Term	Description	Discrete time notation	Continuous time notation
Reward	Something we assume animals want to maximize.	$r_t$	$r(t)$
Temporal discount parameter	Parameter decribing how quickly the worth of a reward decreases as a function of delay.	$\gamma : 0 \leq \gamma < 1$	$\tau = -1/\ln\gamma$
Return	Cumulative future reward, which we assume animals seek to maximize.	$g_t = \sum_{i=0}^\infty \gamma^i r_{t+i+1}$	$g(t) = \int_0^\infty e^\frac{-z}{\tau} r(t+z) \, dz$
True value	Statistical expectation of the return following a particular state. Informally, true average future reward for a given set of circumstances.	$v(s_t) = \mathbb{E}[g_t]$	$v(s(t)) = \mathbb{E}[g(t)]$
Value	Estimate of the return following a particular state.	$\hat{v}(s_t)$	$\hat{v}(s(t))$
State	All aspects of the animal's context that could be used to define its location in a task.
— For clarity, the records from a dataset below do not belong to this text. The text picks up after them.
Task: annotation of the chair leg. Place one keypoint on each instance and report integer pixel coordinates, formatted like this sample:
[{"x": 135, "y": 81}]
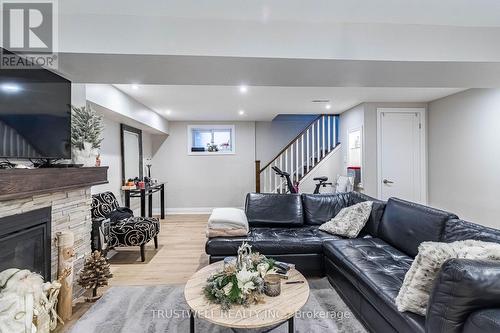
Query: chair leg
[{"x": 143, "y": 252}]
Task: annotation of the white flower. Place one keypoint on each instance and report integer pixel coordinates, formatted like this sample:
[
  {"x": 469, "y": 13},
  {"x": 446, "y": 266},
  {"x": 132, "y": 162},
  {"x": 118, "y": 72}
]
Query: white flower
[
  {"x": 245, "y": 282},
  {"x": 227, "y": 288},
  {"x": 262, "y": 269}
]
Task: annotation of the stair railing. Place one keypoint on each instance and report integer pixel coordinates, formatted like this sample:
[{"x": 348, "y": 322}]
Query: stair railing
[{"x": 300, "y": 156}]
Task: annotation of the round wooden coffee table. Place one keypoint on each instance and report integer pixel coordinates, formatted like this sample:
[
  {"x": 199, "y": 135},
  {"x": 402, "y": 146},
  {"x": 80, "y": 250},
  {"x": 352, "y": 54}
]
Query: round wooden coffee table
[{"x": 274, "y": 310}]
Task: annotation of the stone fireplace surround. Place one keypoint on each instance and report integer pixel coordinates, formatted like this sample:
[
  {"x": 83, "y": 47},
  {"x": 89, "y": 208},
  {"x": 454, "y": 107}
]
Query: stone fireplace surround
[{"x": 70, "y": 206}]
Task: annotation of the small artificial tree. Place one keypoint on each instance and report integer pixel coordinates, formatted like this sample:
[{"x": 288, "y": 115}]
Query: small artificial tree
[
  {"x": 86, "y": 126},
  {"x": 95, "y": 273}
]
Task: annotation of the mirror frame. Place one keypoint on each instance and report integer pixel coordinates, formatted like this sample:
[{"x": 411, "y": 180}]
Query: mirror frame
[{"x": 137, "y": 131}]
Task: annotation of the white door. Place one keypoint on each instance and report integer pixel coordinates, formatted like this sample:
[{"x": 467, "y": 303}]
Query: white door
[{"x": 401, "y": 154}]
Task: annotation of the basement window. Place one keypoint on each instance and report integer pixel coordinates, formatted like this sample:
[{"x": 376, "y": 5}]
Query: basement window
[{"x": 211, "y": 139}]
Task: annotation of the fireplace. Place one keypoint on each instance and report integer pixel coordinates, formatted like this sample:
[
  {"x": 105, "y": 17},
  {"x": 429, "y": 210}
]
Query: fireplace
[{"x": 25, "y": 242}]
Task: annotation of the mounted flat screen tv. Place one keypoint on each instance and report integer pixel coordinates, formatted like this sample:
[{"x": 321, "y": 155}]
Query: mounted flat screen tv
[{"x": 35, "y": 114}]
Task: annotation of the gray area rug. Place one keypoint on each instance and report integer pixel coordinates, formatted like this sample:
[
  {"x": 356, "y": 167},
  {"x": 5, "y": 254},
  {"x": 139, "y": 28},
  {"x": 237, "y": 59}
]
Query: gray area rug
[{"x": 163, "y": 309}]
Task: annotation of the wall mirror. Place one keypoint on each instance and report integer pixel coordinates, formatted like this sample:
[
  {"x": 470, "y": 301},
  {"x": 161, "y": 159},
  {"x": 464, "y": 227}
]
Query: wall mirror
[{"x": 131, "y": 146}]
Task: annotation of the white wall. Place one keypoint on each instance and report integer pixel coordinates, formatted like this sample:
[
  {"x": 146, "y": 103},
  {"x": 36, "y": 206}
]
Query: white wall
[
  {"x": 350, "y": 119},
  {"x": 464, "y": 155},
  {"x": 110, "y": 152},
  {"x": 200, "y": 183},
  {"x": 126, "y": 107},
  {"x": 330, "y": 167},
  {"x": 365, "y": 115},
  {"x": 272, "y": 136}
]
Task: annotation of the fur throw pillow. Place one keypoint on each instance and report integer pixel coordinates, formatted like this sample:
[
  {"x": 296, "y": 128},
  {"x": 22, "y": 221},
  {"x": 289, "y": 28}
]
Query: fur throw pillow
[
  {"x": 418, "y": 282},
  {"x": 349, "y": 221}
]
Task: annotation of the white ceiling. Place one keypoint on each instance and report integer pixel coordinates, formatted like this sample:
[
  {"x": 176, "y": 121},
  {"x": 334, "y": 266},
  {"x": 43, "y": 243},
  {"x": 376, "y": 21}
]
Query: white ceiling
[
  {"x": 204, "y": 103},
  {"x": 408, "y": 30},
  {"x": 473, "y": 13}
]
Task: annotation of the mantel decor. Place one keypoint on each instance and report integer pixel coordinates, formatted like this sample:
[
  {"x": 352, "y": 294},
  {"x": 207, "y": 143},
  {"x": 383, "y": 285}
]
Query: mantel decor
[
  {"x": 241, "y": 282},
  {"x": 86, "y": 128}
]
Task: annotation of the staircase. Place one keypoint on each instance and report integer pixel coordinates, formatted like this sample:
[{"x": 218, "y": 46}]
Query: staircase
[{"x": 300, "y": 156}]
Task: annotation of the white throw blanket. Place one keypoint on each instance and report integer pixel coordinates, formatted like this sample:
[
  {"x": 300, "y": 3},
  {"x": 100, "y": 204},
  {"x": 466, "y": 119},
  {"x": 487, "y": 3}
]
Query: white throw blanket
[{"x": 227, "y": 222}]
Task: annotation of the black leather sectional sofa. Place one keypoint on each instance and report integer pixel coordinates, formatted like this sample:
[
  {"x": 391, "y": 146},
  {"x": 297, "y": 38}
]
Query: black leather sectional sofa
[{"x": 368, "y": 271}]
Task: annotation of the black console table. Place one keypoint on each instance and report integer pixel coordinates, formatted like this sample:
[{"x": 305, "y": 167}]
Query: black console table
[{"x": 147, "y": 191}]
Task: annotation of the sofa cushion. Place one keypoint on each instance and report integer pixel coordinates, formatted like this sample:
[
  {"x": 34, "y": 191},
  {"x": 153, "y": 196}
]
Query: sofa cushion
[
  {"x": 274, "y": 210},
  {"x": 378, "y": 207},
  {"x": 349, "y": 221},
  {"x": 406, "y": 224},
  {"x": 321, "y": 208},
  {"x": 267, "y": 240},
  {"x": 456, "y": 230},
  {"x": 377, "y": 270},
  {"x": 483, "y": 321},
  {"x": 417, "y": 285},
  {"x": 307, "y": 239},
  {"x": 225, "y": 246}
]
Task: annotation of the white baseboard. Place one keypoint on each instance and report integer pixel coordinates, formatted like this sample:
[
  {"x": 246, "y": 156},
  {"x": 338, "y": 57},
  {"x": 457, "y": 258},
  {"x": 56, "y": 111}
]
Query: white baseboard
[{"x": 186, "y": 210}]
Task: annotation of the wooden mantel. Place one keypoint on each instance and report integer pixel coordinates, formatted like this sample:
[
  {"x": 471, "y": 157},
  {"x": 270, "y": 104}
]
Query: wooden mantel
[{"x": 21, "y": 183}]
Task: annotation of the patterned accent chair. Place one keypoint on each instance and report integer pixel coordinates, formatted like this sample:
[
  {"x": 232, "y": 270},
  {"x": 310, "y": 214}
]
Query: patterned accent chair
[{"x": 129, "y": 231}]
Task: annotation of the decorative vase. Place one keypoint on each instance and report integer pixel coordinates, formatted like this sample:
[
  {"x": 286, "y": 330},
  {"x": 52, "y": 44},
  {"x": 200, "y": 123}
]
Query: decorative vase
[{"x": 86, "y": 156}]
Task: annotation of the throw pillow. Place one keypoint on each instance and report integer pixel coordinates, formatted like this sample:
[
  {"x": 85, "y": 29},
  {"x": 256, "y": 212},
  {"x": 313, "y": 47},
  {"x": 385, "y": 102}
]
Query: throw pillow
[
  {"x": 418, "y": 282},
  {"x": 349, "y": 221}
]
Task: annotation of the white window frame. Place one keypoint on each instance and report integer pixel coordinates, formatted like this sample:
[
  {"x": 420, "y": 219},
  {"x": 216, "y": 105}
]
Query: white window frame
[
  {"x": 362, "y": 143},
  {"x": 190, "y": 129}
]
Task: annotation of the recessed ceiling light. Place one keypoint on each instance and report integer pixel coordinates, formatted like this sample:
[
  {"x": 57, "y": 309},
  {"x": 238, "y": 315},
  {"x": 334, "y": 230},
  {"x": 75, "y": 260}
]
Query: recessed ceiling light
[
  {"x": 243, "y": 89},
  {"x": 10, "y": 87}
]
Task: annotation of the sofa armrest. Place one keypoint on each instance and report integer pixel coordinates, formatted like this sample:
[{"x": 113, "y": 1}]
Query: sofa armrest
[
  {"x": 100, "y": 234},
  {"x": 274, "y": 210},
  {"x": 462, "y": 287}
]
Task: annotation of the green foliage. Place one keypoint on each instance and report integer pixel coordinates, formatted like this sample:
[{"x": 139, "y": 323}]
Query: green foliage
[{"x": 86, "y": 126}]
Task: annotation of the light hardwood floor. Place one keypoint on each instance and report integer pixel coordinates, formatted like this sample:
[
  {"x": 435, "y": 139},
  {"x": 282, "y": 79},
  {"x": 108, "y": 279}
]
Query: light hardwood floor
[{"x": 180, "y": 254}]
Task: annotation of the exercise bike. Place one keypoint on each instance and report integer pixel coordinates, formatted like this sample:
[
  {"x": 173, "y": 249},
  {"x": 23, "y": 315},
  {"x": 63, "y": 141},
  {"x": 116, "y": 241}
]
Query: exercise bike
[
  {"x": 322, "y": 182},
  {"x": 292, "y": 187}
]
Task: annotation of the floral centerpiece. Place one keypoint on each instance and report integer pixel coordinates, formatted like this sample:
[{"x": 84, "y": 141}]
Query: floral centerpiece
[{"x": 241, "y": 282}]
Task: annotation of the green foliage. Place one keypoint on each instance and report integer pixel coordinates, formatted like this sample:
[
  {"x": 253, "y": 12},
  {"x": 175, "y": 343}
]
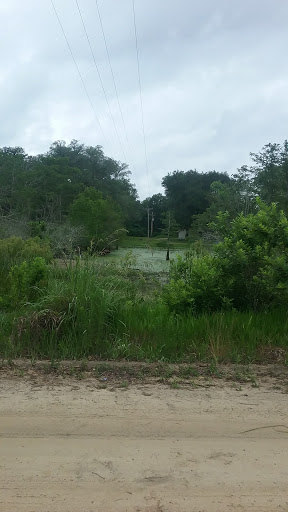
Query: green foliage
[
  {"x": 188, "y": 193},
  {"x": 98, "y": 216},
  {"x": 248, "y": 270},
  {"x": 14, "y": 251},
  {"x": 26, "y": 282}
]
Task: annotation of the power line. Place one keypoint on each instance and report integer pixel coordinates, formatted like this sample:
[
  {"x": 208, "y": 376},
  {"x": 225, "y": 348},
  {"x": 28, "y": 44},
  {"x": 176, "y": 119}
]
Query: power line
[
  {"x": 101, "y": 81},
  {"x": 140, "y": 93},
  {"x": 112, "y": 72},
  {"x": 80, "y": 75}
]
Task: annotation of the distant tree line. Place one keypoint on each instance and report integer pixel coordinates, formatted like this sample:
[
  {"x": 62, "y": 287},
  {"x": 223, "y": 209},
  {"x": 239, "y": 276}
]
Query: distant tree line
[{"x": 74, "y": 194}]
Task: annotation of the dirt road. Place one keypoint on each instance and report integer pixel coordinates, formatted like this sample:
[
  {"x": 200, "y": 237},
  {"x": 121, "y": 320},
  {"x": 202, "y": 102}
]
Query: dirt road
[{"x": 66, "y": 446}]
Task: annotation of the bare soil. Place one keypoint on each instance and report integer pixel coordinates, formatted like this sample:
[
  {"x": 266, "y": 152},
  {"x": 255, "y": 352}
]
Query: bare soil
[{"x": 74, "y": 444}]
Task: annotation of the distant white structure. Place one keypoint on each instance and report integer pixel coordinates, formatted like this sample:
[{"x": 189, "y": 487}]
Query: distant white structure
[{"x": 182, "y": 234}]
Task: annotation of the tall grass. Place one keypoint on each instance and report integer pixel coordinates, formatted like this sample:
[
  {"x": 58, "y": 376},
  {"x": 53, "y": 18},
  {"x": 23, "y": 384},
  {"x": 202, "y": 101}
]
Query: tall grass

For example, position on a linear track, or time since a stimulus was presented.	$s_t$	$s(t)$
Bellman equation	Relationship between the true value of one state and the true value of the next implied by the defintion of true value as the expected return.	$v(s_t) = \mathbb{E}[r_{t+1} + \gamma v(s_{t+1})]$	$\frac{1}{\tau} v(s(t)) = \mathbb{E}\left[r(t) + \frac{d}{dt} v(s(t))\right]$
Temporal difference (TD) error	Estimate of the error in the current values with respect to the Bellman equation.	$\delta_t = r_{t+1} + \gamma \hat{v}(s_{t+1}) - \hat{v}(s_t)$	$\delta(t) = r(t) - \frac{1}{\tau} \hat{v}(s(t)) + \frac{d}{dt} \hat{v}(s(t))$
Undiscounted TD error	Special case of TD error without temporal discounting. This version is found in Sutton and Barto's original 1981 paper and in many dopamine models. Not suitable for continual learning.	$\delta_t = r_{t+1} + \hat{v}(s_{t+1}) - \hat{v}(s_t)$	$\delta(t) = r(t) + \frac{d}{dt} \hat{v}(s(t))$
Average reward TD error	Type of undiscounted TD error suitable for continual learning.	$\delta_t = r_{t+1} - \rho + \hat{v}(s_{t+1}) - \hat{v}(s_t)$
Reward rate	Average reward per time step in a continuing task.	$\rho$
Learning rate	How quickly value is updated in response to TD errors.	$\alpha$	$\alpha$

Note about units: In discrete time, all quantities are in the same units as the reward $r_t$ , except for $\gamma$ and $\alpha$ which are unitless. For example, if the reward is an amount of food measured in grams, then the value $\hat{v}(s_t)$ and TD error $\delta_t$ are both also in grams. However, in continuous time, $r(t)$ and $\delta(t)$ are both rates in units of reward per time interval (e.g., grams of food per second) while the value $\hat{v}(s(t))$ and related quantities are in units of reward (e.g., grams of food), the discount timescale $\tau$ is in units of time, and the learning rate $\alpha$ is unitless as in the discrete case.